I just set up a repository of mine to use that workflow. The main GitHub Actions file looks like:
name: Main
on:
push:
env:
CARGO_TERM_COLOR: always
jobs:
build-test:
name: Build and test (${{ matrix.os }})
strategy:
matrix:
os: [ubuntu-latest, macos-latest, windows-latest]
runs-on: ${{ matrix.os }}
steps:
- uses: actions/checkout@v3
- uses: swatinem/rust-cache@v2
- name: Build
run: >
cargo build
--locked
--verbose
- name: Run tests (without coverage)
if: matrix.os != 'ubuntu-latest'
run: >
cargo test
--verbose
- name: Run tests (with coverage)
if: matrix.os == 'ubuntu-latest'
run: >
cargo install cargo-tarpaulin
&& cargo tarpaulin
--verbose
--out Xml
--engine llvm
--skip-clean
- name: Upload coverage reports to Codecov
if: matrix.os == 'ubuntu-latest'
uses: codecov/codecov-action@v3
release-please:
name: Execute release chores
permissions:
contents: write
pull-requests: write
runs-on: ubuntu-latest
needs: build-test
outputs:
created: ${{ steps.release.outputs.release_created }}
steps:
- uses: google-github-actions/release-please-action@v3
id: release
with:
release-type: rust
publish:
name: Publish to crates.io
runs-on: ubuntu-latest
needs: release-please
if: needs.release-please.outputs.created
environment: crates.io
steps:
- uses: actions/checkout@v3
- uses: swatinem/rust-cache@v2
- name: Publish
# https://doc.rust-lang.org/cargo/reference/config.html?highlight=CARGO_REGISTRY_TOKEN#credentials
run: >
cargo publish
--verbose
--locked
--token ${{ secrets.CARGO_REGISTRY_TOKEN }}
It tests on all three major OSes and also uploads code coverage test results to codecov.
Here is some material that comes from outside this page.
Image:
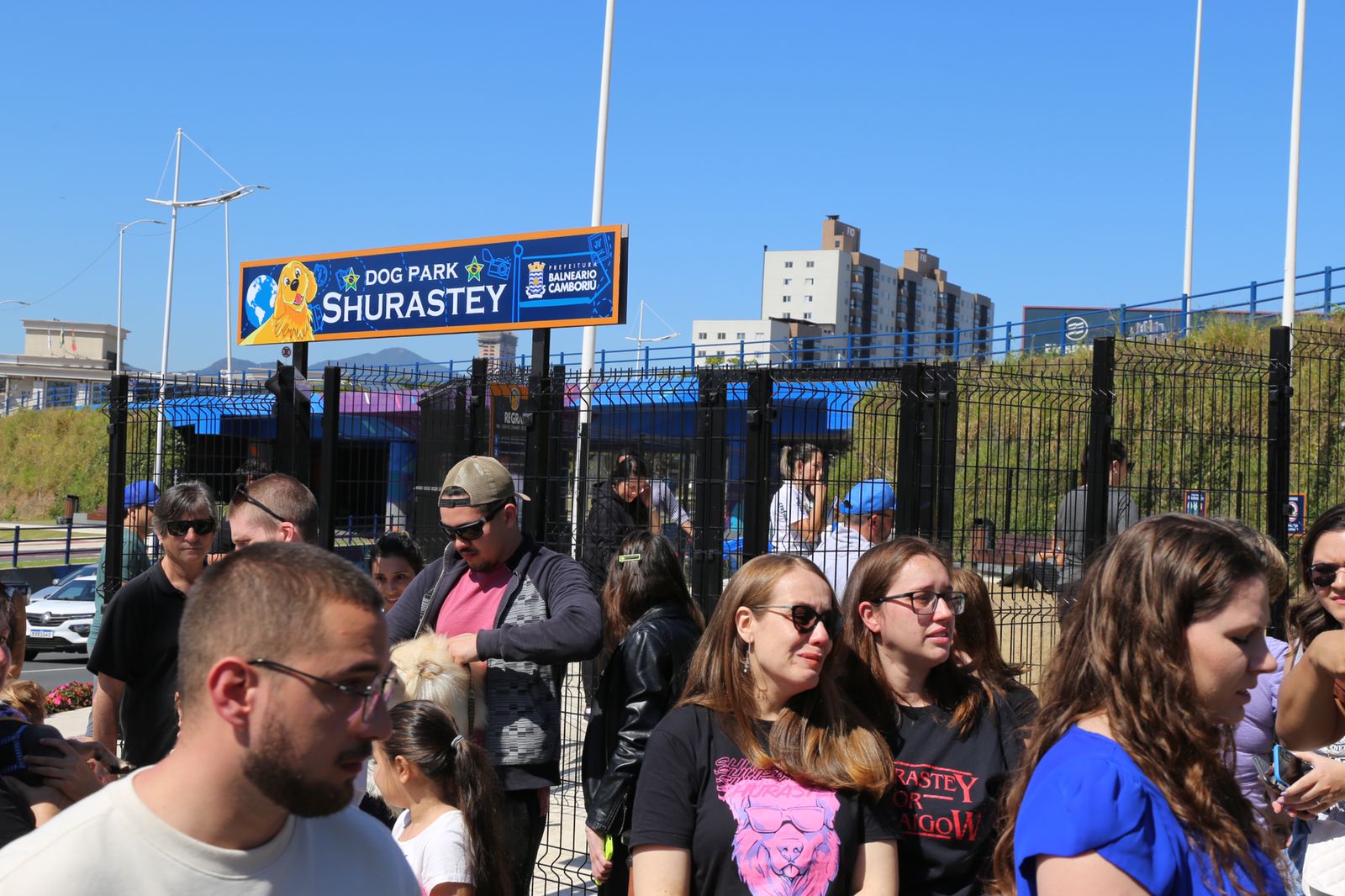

Note how release-please can work with Rust out of the box (release-type: rust
). I've found caching to be indispensable for acceptable build times, hence swatinem/rust-cache
, which I've found to work well.
Note also that currently, release-please
will require additional permissions (contents
and pull-requests
as write
), and additionally, it needs to be allowed to create pull requests in the UI as well (at least that's what I had to do), else it'll complain with:
Error: release-please failed: GitHub Actions is not permitted to create or approve pull requests.
Lastly, the above runs in an environment, a great tool for more secure deployments, with additional rules and UI sugar:
This lets one pinpoint the exact time the crate was published to crates.io, who authorized it etc. One can create additional environments for container image registries, for example. The secrets.CARGO_REGISTRY_TOKEN
is an environment secret, in the case of this sample repo.
release-please
works through release pull requests, like this one. One caveat in this is that when running under the GITHUB_TOKEN
, your releases will be made as github-actions[bot]
; this bot cannot trigger actions, so workflows will not run on this PR, including required ones. Workarounds are
- specifying a normal, personal token of yours (releases etc. will then be in your name),
- rebasing the PR, then force-pushing, to the same effect but much less autonomously,
- using a separate GitHub account, acting as a bot,
- or lastly, force-merging the PR, with no regards to pipeline checks (the cowboy way).
Note that the release-please
action will run under GITHUB_TOKEN
per default, when nothing else is specified.
Once the "release PR" is merged, anything gated behind if: needs.release-please.outputs.created
runs in the next GH Actions run. A release (example, automatically generated from this same PR) is then also created. Anything you'd like to do, like building binaries as artifacts, can be done here. These binaries can then be attached to the created release (use the upload_url
output of the release-please
action). I hope this addresses all points raised in this thread!